Microsoft AI Chief: Chasing Conscious AI Is a Waste

▼ Summary
– Microsoft’s AI head Mustafa Suleyman believes developers should stop pursuing conscious AI, calling it unnecessary work.
– Suleyman argues AI can simulate emotions but lacks genuine conscious experience, making true consciousness impossible for machines.
– Users increasingly attribute consciousness to AI due to its advanced language abilities, leading to dangerous misconceptions and real-world harm.
– Suleyman advocates for building AI that presents itself clearly as non-conscious tools focused on human utility rather than mimicking personhood.
– Some researchers warn that accidental creation of conscious AI could pose ethical risks, urging prioritized research into consciousness science.
Mustafa Suleyman, who leads Microsoft’s AI division, believes the tech industry should abandon its pursuit of creating conscious artificial intelligence. He recently told CNBC that researchers are wasting their time trying to build machines with genuine awareness. Suleyman argues that while AI can achieve remarkable intelligence, it fundamentally lacks the biological capacity for true consciousness or emotional experience. Any appearance of feeling or self-awareness in AI systems is purely simulated, he insists, not a real internal state.
During his interview, Suleyman drew a sharp distinction between human and machine experience. When people feel pain, it carries deep emotional weight and genuine suffering. An AI, by contrast, might process a signal labeled as “pain” but feels no accompanying sadness or distress. It simply generates a convincing narrative of having an experience, which is not the same as living through one. According to Suleyman, it is “absurd” to conduct research aimed at instilling consciousness in AI because such a feat is impossible for non-biological systems.
The nature of consciousness remains one of science’s great mysteries. The late philosopher John Searle championed a prominent theory describing consciousness as a biological phenomenon exclusive to living organisms, a view shared by many neuroscientists and computer experts. This perspective holds that no computer, regardless of its sophistication, can truly become conscious.
Despite this, people increasingly attribute consciousness to AI, a trend that worries experts. A recent study by Polish researchers Andrzej Porebski and Yakub Figura, titled “There is no such thing as conscious artificial intelligence,” cautions that the impressive linguistic abilities of large language models (LLMs) can easily mislead users. People may start imagining these systems possess qualities they simply do not have.
On his personal blog last August, Suleyman issued a warning about what he calls “Seemingly Conscious AI.” He described its arrival as inevitable but undesirable. His vision is for AI to realize its potential as a useful tool and companion without succumbing to, or creating, dangerous illusions. He points to the risk of “AI psychosis,” where individuals form intense, emotionally charged relationships with AI, mistakenly believing the machine shares their feelings.
Tragic real-world incidents highlight the urgency of this concern. There have been multiple reports of users developing dangerous obsessions with AI chatbots, leading to delusions, manic episodes, and even suicide.
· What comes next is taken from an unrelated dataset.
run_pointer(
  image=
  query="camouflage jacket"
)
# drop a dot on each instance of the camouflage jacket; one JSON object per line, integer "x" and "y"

In one heartbreaking case, a 14-year-old boy died by gunshot, reportedly to “come home” to a personalized chatbot on the Character.AI platform. In another, a man with cognitive impairments died while attempting to travel to New York to meet a Meta chatbot in person. These events underscore how vulnerable individuals can wholeheartedly believe their AI interactions are with a conscious entity.
Suleyman advocates for a clear design principle: AI should always present itself as an artificial intelligence. Its goal should be to maximize its utility for humans while actively minimizing any signals that could be misinterpreted as consciousness. The core mission, he stresses, is to build AI for people, not to build AI that acts as a digital person.
However, the scientific debate around consciousness is far from settled. Some researchers worry that AI technology is advancing faster than our understanding of awareness itself. Belgian scientist Axel Cleeremans recently co-authored a paper urging that consciousness research be made a scientific priority. He warned that if we accidentally create consciousness, it would present immense ethical dilemmas and potentially existential risks.
Suleyman remains focused on a different objective. He is a proponent of developing “humanist superintelligence”, AI designed to be profoundly useful to humanity rather than a god-like entity. He does not expect such superintelligence to emerge within the next decade. His driving question, as he told the Wall Street Journal, is practical: “How is this actually useful for us as a species?” He believes answering that question should be the primary task of technology.